El caso Rocha y “El Mayo”: El choque de dos sistemas de justicia

Álvaro Aragón Ayala.

La reaparición digital del gobernador con licencia de Sinaloa, Rubén Rocha Moya, marca un punto de inflexión en uno de los episodios políticos y judiciales más complejos de la historia del país. La afirmación de que una agencia del Gobierno de Estados Unidos difundió información falsa en su contra rebasa la simple réplica personal; el pronunciamiento sitúa en el centro del debate un antagonismo subyacente: la confrontación entre dos modelos de procuración de justicia y dos vías divergentes para la construcción de la verdad institucional.


Desde la captura y el traslado de Ismael “El Mayo” Zambada a territorio estadounidense, ambas naciones comenzaron a procesar el mismo hecho desde premisas jurídicas disímiles. Las autoridades norteamericanas avanzan mediante líneas de investigación basadas en acuerdos de cooperación con testigos -mecanismo habitual en su legislación federal-, y el Gobierno de México sostiene que tales instrumentos carecen, por sí mismos, de idoneidad probatoria plena en el fuero local, máxime cuando los indicios no han sido compartidos formalmente a través de los canales de asistencia jurídica mutua.


En este contexto, la presidenta Claudia Sheinbaum ha señalado que la práctica de negociar con miembros de organizaciones criminales es un recurso sistemático de las fiscalías estadounidenses para robustecer sus casos. No se trata de una valoración fortuita. El sistema penal anglosajón fundamenta gran parte de su efectividad en figuras vinculadas al plea bargaining (acuerdos de culpabilidad) y los esquemas de protección a testigos, los cuales otorgan beneficios procesales y reducciones de penas a cambio de testimonios que permitan desmantelar estructuras delictivas.


Por el contrario, el ordenamiento constitucional mexicano opera bajo un sistema acusatorio con salvaguardas distintas. Aunque la legislación nacional contempla criterios de oportunidad, su aplicación está sujeta a un estricto control de legalidad y prioriza la obtención de evidencia material conforme al debido proceso. La consecuencia pragmática de esta asimetría es categórica: las declaraciones validadas por un gran jurado o un tribunal federal en Estados Unidos no adquieren validez procesal automática en México, especialmente cuando provienen de deliberaciones reservadas entre fiscales e imputados.

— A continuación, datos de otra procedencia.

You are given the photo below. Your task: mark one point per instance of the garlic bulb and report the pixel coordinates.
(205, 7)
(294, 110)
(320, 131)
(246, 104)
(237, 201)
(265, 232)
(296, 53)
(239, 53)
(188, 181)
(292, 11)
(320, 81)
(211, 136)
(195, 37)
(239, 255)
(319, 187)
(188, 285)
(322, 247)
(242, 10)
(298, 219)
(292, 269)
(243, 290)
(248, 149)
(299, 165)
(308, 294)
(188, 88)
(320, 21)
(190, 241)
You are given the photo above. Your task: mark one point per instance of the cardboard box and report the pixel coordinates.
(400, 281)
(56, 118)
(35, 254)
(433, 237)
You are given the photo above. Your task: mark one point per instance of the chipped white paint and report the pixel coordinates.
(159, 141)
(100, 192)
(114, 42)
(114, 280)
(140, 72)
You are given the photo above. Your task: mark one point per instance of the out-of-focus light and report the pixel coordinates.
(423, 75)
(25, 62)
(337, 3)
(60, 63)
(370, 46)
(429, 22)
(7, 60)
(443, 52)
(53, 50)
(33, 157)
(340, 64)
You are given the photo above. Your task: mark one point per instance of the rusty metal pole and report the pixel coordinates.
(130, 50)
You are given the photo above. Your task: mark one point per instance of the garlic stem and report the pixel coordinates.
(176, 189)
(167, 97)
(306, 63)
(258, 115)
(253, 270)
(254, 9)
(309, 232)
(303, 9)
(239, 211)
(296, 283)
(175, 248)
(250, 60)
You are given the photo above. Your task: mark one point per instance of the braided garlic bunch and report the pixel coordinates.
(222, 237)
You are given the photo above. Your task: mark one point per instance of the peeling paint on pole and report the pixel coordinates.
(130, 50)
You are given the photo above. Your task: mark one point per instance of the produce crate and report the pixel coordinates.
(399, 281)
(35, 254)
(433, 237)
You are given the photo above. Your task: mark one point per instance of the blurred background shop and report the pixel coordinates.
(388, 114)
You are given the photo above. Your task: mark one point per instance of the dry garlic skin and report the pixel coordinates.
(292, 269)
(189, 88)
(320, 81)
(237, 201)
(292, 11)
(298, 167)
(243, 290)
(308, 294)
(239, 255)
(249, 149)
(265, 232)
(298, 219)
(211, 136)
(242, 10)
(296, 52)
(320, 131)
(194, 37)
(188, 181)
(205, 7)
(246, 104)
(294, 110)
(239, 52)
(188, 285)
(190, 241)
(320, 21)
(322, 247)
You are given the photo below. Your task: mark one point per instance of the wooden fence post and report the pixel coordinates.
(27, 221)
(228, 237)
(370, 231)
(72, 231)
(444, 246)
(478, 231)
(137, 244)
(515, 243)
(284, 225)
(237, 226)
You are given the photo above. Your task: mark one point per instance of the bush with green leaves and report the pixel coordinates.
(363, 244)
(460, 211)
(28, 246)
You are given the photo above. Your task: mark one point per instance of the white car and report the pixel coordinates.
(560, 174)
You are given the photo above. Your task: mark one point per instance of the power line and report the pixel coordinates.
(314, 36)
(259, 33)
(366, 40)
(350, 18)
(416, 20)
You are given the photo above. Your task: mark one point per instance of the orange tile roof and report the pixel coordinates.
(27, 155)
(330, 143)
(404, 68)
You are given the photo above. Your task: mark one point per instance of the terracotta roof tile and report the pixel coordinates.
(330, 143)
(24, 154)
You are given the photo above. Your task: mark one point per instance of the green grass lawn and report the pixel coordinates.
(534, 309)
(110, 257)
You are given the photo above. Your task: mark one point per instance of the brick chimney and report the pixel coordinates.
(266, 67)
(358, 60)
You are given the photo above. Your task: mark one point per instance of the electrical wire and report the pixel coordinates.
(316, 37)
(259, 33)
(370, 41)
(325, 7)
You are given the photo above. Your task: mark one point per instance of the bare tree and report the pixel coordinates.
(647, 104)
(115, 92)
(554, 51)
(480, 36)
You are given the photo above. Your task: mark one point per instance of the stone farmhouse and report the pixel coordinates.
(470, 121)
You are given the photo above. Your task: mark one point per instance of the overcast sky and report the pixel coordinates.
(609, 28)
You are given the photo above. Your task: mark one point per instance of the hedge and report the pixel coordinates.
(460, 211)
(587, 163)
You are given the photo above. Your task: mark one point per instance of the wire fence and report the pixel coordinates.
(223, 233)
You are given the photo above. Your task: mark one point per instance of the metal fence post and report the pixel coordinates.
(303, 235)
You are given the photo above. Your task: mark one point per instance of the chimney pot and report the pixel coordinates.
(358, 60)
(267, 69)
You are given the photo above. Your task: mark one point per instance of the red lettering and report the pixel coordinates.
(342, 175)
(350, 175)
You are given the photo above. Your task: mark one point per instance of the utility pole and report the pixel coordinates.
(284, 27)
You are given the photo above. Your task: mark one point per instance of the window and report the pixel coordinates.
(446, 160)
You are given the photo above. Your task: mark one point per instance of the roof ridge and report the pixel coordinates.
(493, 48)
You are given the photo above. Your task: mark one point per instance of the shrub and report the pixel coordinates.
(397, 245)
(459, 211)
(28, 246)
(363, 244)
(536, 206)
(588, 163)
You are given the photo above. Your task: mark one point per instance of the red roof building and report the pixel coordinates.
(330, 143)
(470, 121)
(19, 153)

De este modo, allá, basta con la sola declaración de un testigo protegido para que la Fiscalía norteamericana lo convierta en una acusación formal o en una línea de investigación seria, mientras que en México esa misma declaración se considera un indicio muy débil o insuficiente si no hay otras pruebas materiales que la respalden. Para la doctrina penal mexicana tales imputaciones son insuficientes para acreditar una responsabilidad penal si no se encuentran concatenadas con elementos objetivos de convicción. La justicia estadounidense privilegia el pragmatismo investigativo, el Estado mexicano apela a la legitimidad y a la debida fundamentación de las cargas acusatorias.


La postura de Rubén Rocha Moya se inserta de forma nítida en este diferendo geopolítico y judicial. Al denunciar la difusión de datos falsos -posteriormente amplificados por el ecosistema mediático-, el gobernador con licencia desplaza el foco de atención: el debate se traslada hacia la génesis y el método de construcción de dicha información. Su pronunciamiento irrumpe tras un prolongado periodo de hermetismo y especulación sobre supuestos requerimientos judiciales o escenarios de vulnerabilidad política, con el objetivo inequívoco de neutralizar el vacío comunicativo y fijar una postura de resistencia legal.


El fondo del asunto, sin embargo, trasciende las individualidades toda vez que representa un choque estrictamente institucional. Estados Unidos valida la eficacia de sus incentivos procesales para perseguir el crimen transnacional, y México defiende la soberanía jurisdiccional, exigiendo que toda imputación dirigida a sus ciudadanos se sustente en pruebas verificables, susceptibles de contradicción y desahogadas bajo el marco de la legalidad mexicana.


La controversia en torno a Rocha Moya perfila uno de los primeros escenarios donde ambas concepciones del derecho colisionan de manera abierta en la esfera pública. Es evidente que la resolución de este diferendo no solo moldeará la narrativa histórica del caso, sino que dictará las pautas de la futura cooperación bilateral en materia de seguridad, la reciprocidad diplomática y los criterios de validez probatoria entre ambas potencias frente al crimen organizado.